Down we go. Straight’s no ordinary evangelist. He wears a denim shirt and black slacks, a large-shouldered man at ease in the space among others his broad back affords. He slicks his graying hair back, but he’s not slick. He doesn’t so much take the stage as drift toward its center. He has no notes. He’ll speak, or not speak, as the spirit leads. He paces, not speaking, one hand in a pocket. “I’m one of those guys you probably don’t know,” he murmurs. “I’ve always worked in the shadows, and”—a pause, long enough to let us know he doesn’t care if we believe him—“I’ve done a lot of things.

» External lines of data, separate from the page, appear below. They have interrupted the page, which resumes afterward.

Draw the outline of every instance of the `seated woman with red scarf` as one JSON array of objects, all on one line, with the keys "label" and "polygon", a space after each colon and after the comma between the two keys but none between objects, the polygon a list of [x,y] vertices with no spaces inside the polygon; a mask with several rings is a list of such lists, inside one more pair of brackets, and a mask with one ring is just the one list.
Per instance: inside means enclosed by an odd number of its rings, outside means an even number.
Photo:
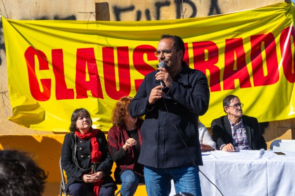
[{"label": "seated woman with red scarf", "polygon": [[89,112],[76,109],[61,148],[61,164],[67,181],[65,190],[71,196],[114,196],[117,186],[110,175],[113,161],[105,134],[93,129]]}]

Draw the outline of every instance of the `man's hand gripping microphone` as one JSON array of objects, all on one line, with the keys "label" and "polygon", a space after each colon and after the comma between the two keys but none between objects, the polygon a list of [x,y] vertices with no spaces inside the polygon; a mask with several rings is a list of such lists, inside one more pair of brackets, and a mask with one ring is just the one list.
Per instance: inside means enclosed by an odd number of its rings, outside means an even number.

I travel all over the world and”—pause—“I’ve done a lot of missions.” He says he’s served Trump under three executive orders, that Trump “looked at me right in the eye and said, ‘I’ve done everything I can. It’s up to you to be hard on your people.’ ” Us. Straight says Trump told him to show us “ ‘how to have power.’ ” He says he leads a secret team under Melania that just arrested 95 child traffickers.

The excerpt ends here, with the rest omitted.